Following the vote Etheredge said the specific language that concerned him was: "unions continue to fuel the growth of our economy and a strng middle class,"

"If you go to a livable wage it doesn't facilitate a persons ability to afford items. In the end the consumer always pays," said Etheredge. "That burden is actually on the taxpayers. We should focus on quality rather than whether it's union or not. I just don't like pitting people against each other, union vs. non-union. It's the person and the people and the work ethic, not whether it's union or not."

"Living wage should not be a controversial issue," said Board chair Janelle Rettig. "You should be able to work 40 hours a week and pay your bills."

"I don't see the things that the clerks and ambulance drivers and sheriff's deputies do as a burden," said Rod Sullivan; "I see it as a benefit."

We went with the cheaper labor at HHS," said Pat Harney, discussing the county building opened in 2008 and built by a non-union firm, "and now we're paying the price for it."

City Federation of Labor President Pat Hughes, accepting the proclamation, said "Because a non-union contractor knows how much union workers earn, they can just care enough off a bid to just slip in. The savings are insignificant and the money goes to the boss."
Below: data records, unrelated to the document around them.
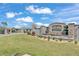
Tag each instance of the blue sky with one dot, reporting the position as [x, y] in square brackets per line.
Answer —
[24, 14]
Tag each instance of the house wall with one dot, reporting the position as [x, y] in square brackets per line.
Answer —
[71, 30]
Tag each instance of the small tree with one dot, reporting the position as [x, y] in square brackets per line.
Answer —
[33, 33]
[5, 25]
[75, 42]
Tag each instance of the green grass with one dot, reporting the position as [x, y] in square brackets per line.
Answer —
[26, 44]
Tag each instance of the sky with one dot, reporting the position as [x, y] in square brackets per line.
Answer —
[25, 14]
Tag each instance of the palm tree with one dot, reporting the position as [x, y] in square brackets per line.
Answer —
[5, 27]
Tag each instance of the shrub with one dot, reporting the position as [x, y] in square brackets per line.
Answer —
[60, 39]
[53, 38]
[75, 42]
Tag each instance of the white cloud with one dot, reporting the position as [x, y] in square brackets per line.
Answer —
[44, 18]
[12, 14]
[20, 25]
[17, 26]
[68, 20]
[40, 24]
[25, 19]
[34, 9]
[68, 12]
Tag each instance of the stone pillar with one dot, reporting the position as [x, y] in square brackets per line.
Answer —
[71, 30]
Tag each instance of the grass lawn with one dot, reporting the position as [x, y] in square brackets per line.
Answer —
[26, 44]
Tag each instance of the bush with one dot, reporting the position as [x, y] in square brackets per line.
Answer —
[75, 42]
[53, 38]
[60, 39]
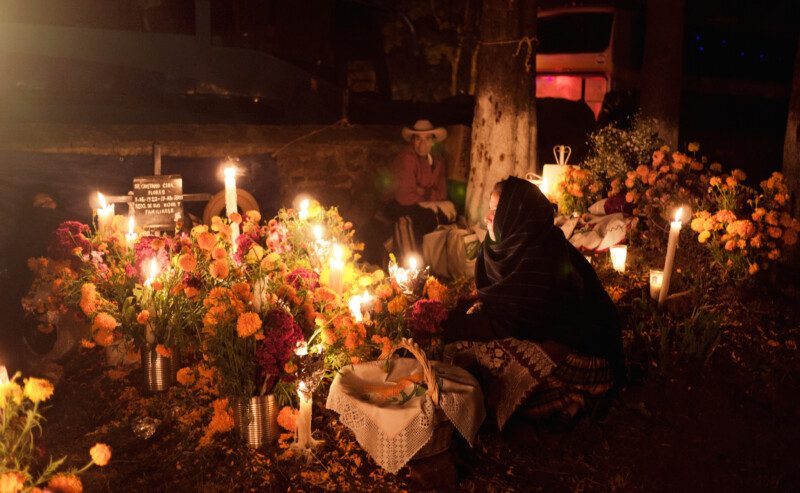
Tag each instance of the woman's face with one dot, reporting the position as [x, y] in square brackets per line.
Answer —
[494, 199]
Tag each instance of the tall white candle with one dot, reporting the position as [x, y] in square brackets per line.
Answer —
[619, 255]
[105, 215]
[231, 205]
[130, 236]
[336, 277]
[656, 281]
[304, 439]
[669, 261]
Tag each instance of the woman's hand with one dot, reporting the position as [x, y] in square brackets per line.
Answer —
[475, 308]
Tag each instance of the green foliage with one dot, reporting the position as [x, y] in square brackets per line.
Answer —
[615, 150]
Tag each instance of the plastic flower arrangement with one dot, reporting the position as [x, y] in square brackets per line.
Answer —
[20, 424]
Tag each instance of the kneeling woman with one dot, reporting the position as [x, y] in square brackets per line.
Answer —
[543, 325]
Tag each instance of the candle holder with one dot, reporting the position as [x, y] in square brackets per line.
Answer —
[656, 280]
[619, 256]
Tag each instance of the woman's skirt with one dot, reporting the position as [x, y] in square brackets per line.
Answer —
[521, 375]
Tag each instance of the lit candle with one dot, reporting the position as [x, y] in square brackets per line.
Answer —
[619, 255]
[303, 214]
[355, 308]
[656, 281]
[130, 237]
[336, 278]
[105, 214]
[231, 205]
[303, 438]
[669, 261]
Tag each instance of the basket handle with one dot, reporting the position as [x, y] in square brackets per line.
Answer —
[419, 354]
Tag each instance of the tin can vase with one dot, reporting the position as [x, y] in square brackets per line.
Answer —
[159, 371]
[256, 420]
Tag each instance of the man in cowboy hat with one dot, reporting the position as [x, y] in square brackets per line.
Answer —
[417, 177]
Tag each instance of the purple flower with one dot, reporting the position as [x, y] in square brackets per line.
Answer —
[282, 335]
[68, 236]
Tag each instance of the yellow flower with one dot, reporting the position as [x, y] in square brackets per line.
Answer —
[248, 324]
[287, 418]
[10, 391]
[101, 454]
[104, 321]
[219, 269]
[88, 301]
[185, 376]
[163, 351]
[65, 483]
[397, 305]
[38, 389]
[12, 482]
[187, 262]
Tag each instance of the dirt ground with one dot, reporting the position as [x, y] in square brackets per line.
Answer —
[729, 425]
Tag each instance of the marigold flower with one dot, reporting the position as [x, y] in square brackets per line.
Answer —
[248, 324]
[104, 321]
[10, 392]
[397, 305]
[12, 482]
[38, 389]
[206, 240]
[163, 351]
[219, 269]
[287, 418]
[185, 376]
[101, 454]
[65, 483]
[187, 262]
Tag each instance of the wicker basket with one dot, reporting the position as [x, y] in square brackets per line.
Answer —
[442, 427]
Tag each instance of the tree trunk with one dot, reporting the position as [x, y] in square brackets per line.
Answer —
[791, 146]
[662, 69]
[504, 101]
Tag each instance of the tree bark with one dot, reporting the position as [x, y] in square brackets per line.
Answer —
[662, 68]
[504, 119]
[791, 143]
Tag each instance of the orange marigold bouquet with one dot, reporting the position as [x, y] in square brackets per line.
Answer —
[749, 230]
[20, 426]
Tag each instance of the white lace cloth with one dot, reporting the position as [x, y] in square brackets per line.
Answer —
[392, 433]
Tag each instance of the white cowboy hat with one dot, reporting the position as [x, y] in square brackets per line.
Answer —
[423, 127]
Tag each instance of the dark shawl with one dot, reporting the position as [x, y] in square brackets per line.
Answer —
[536, 286]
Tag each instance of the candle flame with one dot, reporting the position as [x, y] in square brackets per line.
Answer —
[318, 231]
[152, 271]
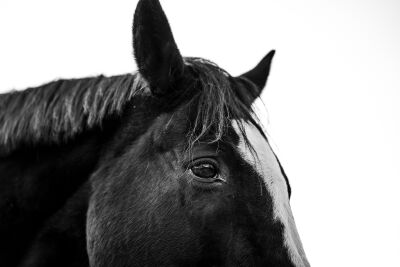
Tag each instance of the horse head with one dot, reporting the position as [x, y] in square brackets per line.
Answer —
[189, 178]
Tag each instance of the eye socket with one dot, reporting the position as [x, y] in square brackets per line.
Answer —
[205, 170]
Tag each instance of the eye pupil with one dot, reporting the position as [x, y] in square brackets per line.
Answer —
[204, 170]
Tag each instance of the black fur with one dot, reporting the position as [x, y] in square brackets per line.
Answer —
[98, 169]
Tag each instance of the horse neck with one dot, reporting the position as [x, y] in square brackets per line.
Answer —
[37, 181]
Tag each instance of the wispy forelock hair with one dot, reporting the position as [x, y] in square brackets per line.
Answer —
[216, 105]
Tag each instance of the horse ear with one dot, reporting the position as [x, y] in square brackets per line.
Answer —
[156, 53]
[259, 74]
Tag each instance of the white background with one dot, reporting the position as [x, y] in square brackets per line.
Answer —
[332, 98]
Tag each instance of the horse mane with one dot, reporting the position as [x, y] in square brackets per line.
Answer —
[60, 109]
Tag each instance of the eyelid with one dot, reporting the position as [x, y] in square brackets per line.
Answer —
[199, 160]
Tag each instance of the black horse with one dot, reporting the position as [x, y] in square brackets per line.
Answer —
[165, 167]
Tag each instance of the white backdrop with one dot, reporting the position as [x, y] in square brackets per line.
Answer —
[332, 99]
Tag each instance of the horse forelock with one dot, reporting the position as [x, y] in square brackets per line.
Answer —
[215, 104]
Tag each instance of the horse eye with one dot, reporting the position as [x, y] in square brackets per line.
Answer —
[204, 170]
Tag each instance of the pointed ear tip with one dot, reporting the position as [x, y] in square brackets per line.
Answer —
[271, 53]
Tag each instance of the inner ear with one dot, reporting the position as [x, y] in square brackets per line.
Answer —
[255, 80]
[156, 53]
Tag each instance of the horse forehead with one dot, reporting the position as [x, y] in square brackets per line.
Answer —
[260, 155]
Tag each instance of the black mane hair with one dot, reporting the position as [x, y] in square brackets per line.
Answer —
[59, 110]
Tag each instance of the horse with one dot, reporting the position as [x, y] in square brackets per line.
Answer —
[168, 166]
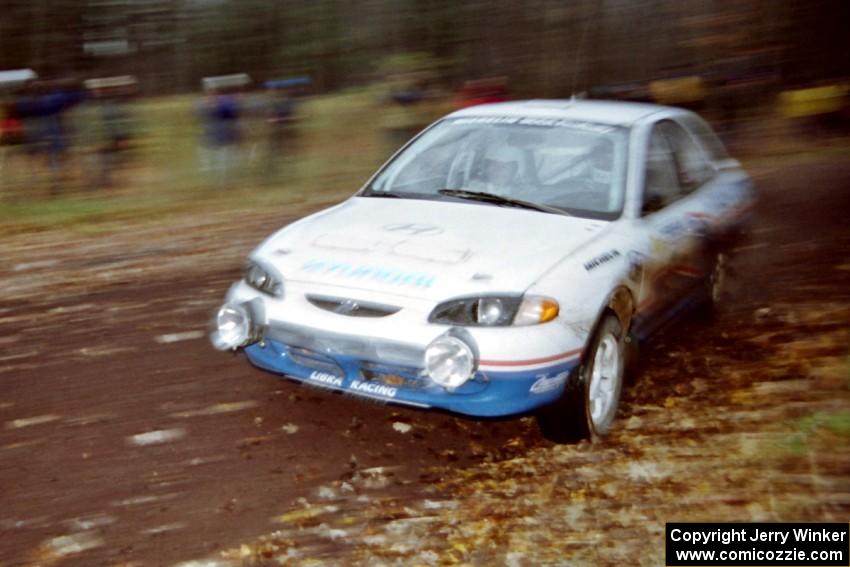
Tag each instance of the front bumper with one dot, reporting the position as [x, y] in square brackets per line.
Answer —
[486, 394]
[517, 369]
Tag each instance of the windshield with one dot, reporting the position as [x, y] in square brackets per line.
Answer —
[577, 168]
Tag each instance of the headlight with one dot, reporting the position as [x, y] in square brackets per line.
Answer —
[232, 327]
[495, 311]
[264, 279]
[449, 362]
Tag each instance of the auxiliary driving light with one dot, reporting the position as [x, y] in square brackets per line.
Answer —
[449, 362]
[232, 327]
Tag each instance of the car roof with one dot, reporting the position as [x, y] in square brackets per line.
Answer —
[614, 113]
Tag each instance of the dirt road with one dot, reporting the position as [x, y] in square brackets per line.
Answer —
[126, 440]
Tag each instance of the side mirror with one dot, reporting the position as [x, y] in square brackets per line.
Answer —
[652, 202]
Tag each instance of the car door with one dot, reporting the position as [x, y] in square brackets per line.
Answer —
[672, 261]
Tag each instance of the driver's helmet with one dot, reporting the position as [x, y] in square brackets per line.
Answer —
[501, 165]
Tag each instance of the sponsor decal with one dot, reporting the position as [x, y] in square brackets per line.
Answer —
[601, 259]
[369, 273]
[325, 378]
[373, 388]
[548, 383]
[636, 262]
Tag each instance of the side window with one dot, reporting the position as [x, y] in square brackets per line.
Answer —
[693, 167]
[661, 185]
[707, 138]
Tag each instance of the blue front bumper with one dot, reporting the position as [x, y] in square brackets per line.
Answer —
[487, 394]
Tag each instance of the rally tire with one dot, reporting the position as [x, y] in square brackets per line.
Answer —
[588, 406]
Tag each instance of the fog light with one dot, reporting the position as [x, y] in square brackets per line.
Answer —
[449, 362]
[232, 327]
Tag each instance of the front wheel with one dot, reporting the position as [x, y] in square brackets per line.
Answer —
[589, 403]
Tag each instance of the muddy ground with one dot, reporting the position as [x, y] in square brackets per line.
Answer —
[125, 439]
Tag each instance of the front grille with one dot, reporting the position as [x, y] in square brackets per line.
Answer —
[352, 307]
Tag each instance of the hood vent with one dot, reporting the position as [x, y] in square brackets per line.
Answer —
[352, 307]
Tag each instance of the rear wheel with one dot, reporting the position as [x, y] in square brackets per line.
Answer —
[589, 403]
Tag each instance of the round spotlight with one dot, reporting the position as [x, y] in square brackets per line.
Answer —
[449, 362]
[232, 327]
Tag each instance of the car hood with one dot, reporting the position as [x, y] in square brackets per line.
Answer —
[424, 249]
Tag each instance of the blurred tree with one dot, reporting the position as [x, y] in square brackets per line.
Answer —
[546, 47]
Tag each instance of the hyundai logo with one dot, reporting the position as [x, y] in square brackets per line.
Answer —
[414, 229]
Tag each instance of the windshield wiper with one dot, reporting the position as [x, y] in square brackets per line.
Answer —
[386, 194]
[499, 200]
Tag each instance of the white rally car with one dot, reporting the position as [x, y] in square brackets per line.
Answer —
[499, 262]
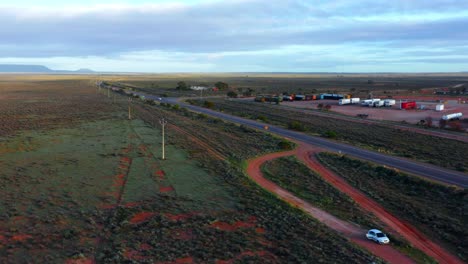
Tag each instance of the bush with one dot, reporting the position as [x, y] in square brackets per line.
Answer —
[286, 145]
[296, 125]
[330, 134]
[262, 118]
[232, 94]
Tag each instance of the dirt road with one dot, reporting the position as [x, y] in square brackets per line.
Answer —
[306, 154]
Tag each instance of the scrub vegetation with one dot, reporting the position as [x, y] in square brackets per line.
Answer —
[437, 210]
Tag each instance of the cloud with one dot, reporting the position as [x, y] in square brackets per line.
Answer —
[253, 34]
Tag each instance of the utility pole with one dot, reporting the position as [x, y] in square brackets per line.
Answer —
[163, 123]
[129, 109]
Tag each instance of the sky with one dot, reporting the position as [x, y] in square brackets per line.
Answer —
[237, 35]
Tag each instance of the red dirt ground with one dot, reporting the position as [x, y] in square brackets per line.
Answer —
[21, 238]
[356, 234]
[165, 189]
[245, 253]
[141, 217]
[80, 261]
[416, 238]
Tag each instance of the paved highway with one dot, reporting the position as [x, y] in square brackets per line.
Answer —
[417, 168]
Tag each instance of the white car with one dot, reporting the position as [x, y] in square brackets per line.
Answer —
[377, 236]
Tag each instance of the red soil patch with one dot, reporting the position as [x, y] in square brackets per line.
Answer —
[260, 230]
[145, 246]
[119, 181]
[351, 231]
[160, 174]
[243, 254]
[141, 217]
[233, 227]
[186, 260]
[415, 237]
[131, 204]
[143, 148]
[133, 255]
[182, 234]
[305, 154]
[165, 189]
[19, 220]
[21, 238]
[178, 217]
[108, 206]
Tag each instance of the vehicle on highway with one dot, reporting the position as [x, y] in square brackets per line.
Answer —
[377, 236]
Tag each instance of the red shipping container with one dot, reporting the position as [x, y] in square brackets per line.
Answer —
[408, 105]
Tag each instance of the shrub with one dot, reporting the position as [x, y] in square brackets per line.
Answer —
[208, 104]
[285, 145]
[296, 125]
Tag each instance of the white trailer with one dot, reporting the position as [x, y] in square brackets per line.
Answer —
[389, 102]
[344, 101]
[452, 116]
[366, 102]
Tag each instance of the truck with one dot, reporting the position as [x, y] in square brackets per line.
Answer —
[371, 102]
[389, 102]
[299, 97]
[408, 105]
[366, 102]
[331, 96]
[344, 101]
[452, 116]
[440, 107]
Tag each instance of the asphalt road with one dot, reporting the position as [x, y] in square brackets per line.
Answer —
[417, 168]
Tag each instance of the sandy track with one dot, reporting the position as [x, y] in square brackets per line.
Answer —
[306, 154]
[351, 231]
[416, 238]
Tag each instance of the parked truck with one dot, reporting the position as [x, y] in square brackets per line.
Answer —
[378, 103]
[389, 102]
[408, 105]
[452, 116]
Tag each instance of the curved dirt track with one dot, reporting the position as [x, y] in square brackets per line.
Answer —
[306, 153]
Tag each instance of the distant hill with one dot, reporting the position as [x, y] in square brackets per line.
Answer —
[20, 68]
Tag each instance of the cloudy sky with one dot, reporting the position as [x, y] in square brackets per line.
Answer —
[237, 35]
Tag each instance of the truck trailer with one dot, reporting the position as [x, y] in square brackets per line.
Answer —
[344, 101]
[408, 105]
[389, 102]
[452, 116]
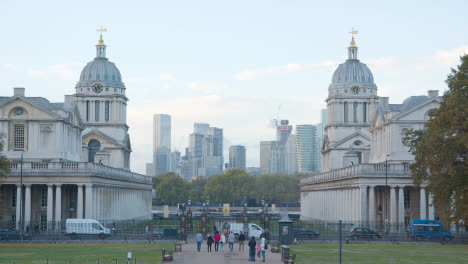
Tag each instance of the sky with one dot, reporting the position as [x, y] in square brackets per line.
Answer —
[232, 64]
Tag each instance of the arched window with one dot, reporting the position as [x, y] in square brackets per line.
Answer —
[93, 146]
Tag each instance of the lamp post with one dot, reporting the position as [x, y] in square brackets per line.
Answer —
[386, 193]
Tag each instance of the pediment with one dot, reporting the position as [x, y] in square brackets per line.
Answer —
[349, 141]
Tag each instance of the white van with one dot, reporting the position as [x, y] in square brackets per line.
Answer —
[254, 230]
[85, 227]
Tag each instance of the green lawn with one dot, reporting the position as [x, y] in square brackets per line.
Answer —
[381, 253]
[80, 253]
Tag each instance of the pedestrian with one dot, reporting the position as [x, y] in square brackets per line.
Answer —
[263, 245]
[222, 241]
[231, 239]
[209, 242]
[252, 244]
[199, 239]
[241, 241]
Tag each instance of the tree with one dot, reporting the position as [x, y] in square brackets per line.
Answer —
[441, 148]
[172, 189]
[4, 169]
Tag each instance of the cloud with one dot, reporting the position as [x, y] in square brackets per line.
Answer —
[167, 77]
[9, 66]
[207, 87]
[290, 67]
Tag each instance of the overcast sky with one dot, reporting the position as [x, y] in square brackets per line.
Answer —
[228, 63]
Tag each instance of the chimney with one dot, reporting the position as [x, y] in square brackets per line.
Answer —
[383, 101]
[433, 93]
[18, 91]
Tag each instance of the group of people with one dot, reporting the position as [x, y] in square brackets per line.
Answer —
[219, 240]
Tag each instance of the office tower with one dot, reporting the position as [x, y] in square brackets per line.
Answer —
[149, 169]
[201, 128]
[268, 157]
[290, 161]
[175, 159]
[237, 157]
[161, 143]
[306, 147]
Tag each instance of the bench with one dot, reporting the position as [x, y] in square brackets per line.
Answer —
[290, 259]
[167, 255]
[177, 246]
[275, 247]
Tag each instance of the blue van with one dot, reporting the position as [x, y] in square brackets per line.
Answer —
[429, 229]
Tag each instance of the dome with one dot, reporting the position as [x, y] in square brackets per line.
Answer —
[352, 71]
[101, 70]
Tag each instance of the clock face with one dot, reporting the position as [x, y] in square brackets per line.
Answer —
[97, 88]
[355, 89]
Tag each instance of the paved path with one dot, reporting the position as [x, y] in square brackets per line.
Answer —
[190, 254]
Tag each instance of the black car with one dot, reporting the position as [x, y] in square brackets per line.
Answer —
[12, 234]
[364, 233]
[302, 232]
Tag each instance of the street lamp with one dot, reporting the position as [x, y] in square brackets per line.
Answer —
[386, 193]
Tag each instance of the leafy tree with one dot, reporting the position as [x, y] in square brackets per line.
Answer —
[4, 169]
[173, 189]
[441, 148]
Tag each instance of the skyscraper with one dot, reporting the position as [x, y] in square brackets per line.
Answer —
[237, 157]
[307, 142]
[161, 143]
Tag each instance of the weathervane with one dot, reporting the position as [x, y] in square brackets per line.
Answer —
[353, 32]
[101, 42]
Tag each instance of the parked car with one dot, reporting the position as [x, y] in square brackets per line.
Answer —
[364, 233]
[166, 232]
[429, 229]
[12, 234]
[302, 232]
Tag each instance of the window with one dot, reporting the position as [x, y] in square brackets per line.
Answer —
[13, 222]
[364, 112]
[106, 111]
[13, 199]
[43, 224]
[345, 110]
[87, 110]
[44, 197]
[407, 199]
[18, 138]
[355, 104]
[96, 110]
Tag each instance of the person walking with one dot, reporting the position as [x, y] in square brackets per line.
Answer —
[222, 241]
[217, 237]
[263, 245]
[241, 241]
[252, 244]
[209, 242]
[231, 239]
[199, 239]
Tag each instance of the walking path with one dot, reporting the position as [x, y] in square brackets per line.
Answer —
[190, 254]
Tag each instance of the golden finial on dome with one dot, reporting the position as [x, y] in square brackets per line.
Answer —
[101, 41]
[353, 44]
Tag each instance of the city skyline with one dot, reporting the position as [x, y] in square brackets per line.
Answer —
[165, 76]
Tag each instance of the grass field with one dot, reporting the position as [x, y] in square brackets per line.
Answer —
[381, 253]
[80, 253]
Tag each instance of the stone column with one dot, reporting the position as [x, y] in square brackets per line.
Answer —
[89, 201]
[27, 207]
[79, 202]
[392, 208]
[431, 215]
[423, 203]
[18, 206]
[372, 207]
[363, 204]
[401, 208]
[58, 205]
[50, 206]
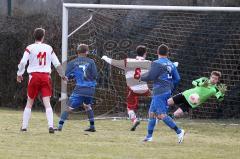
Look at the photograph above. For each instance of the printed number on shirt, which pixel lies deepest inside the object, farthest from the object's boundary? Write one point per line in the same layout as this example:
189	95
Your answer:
169	70
42	57
137	73
83	67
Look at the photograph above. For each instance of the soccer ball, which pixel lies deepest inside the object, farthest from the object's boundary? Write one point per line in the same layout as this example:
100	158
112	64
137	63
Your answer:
194	98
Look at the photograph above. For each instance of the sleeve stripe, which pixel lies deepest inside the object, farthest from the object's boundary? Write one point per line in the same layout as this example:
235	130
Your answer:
125	62
27	50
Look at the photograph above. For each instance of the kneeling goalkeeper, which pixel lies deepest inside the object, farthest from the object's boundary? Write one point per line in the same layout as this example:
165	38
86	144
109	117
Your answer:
203	90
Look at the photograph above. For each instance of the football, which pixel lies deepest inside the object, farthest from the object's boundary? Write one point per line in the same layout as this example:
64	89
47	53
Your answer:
194	98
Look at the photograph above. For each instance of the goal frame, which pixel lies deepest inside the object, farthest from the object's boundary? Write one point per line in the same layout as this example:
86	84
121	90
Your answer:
67	6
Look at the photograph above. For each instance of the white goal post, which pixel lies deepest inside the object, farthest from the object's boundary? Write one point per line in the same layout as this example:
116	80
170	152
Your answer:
67	6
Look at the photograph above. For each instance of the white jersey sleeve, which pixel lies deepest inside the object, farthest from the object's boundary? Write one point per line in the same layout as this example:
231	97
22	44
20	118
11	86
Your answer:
23	62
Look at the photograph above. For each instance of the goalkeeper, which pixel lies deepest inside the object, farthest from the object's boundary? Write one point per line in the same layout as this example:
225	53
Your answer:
203	90
133	68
"We think it's our mission to represent all workers, not just union members," said Jesse Case of the Teamsters, noting that union contracts set the wage and benefit standards for non-union labor as well.

Hughes also said wage theft, especially of last checks for a job, is common in Johnson County. "Workers still have to fight for their own justice and dignity."

Full audio of the discussion will be available later in the day. Full text of the proclamation:
WHEREAS, hard-working men and women across Johnson County prove that we are home to the most creative, dynamic, and talented workers in the world, on Labor Day and throughout the year, we celebrate our County's workers; and

WHEREAS, the right to organize and collectively bargain is a fundamental American value.  Since its beginnings, organized labor has raised our living standards and built our middle class.  It is the reason we have child labor laws, 40-hour weeks, weekends, overtime, vacations, the minimum wage, sick leave, parental leave, OSHA, employment nondiscrimination, pensions, Social Security, health insurance, and so much more.  Many Americans today are given opportunities because their parents and grandparents fought for these basic rights and values.  The principles upheld by the honorable laborers of generations past and their unions continue to fuel the growth of our economy and a strong middle class; and

WHEREAS, there is a vigorous fight to protect these rights and values, and on this Labor Day, we reaffirm that collective bargaining is a cornerstone of the American dream.  From public employees -- including SEATS Drivers, Social Workers, Ambulance employees, Clerks, Plow Drivers, Sheriff’s Deputies, and others who perform public services -- to workers in private industries, these men and women hold the power of our Nation in their hands.

NOW, THEREFORE, be it resolved that we, the Johnson County Board of Supervisors, do hereby proclaim Monday, September 2, 2013, as:


and call upon all people of Johnson County to observe this day with appropriate programs, ceremonies, and activities that acknowledge the tremendous contributions of working Americans and their families.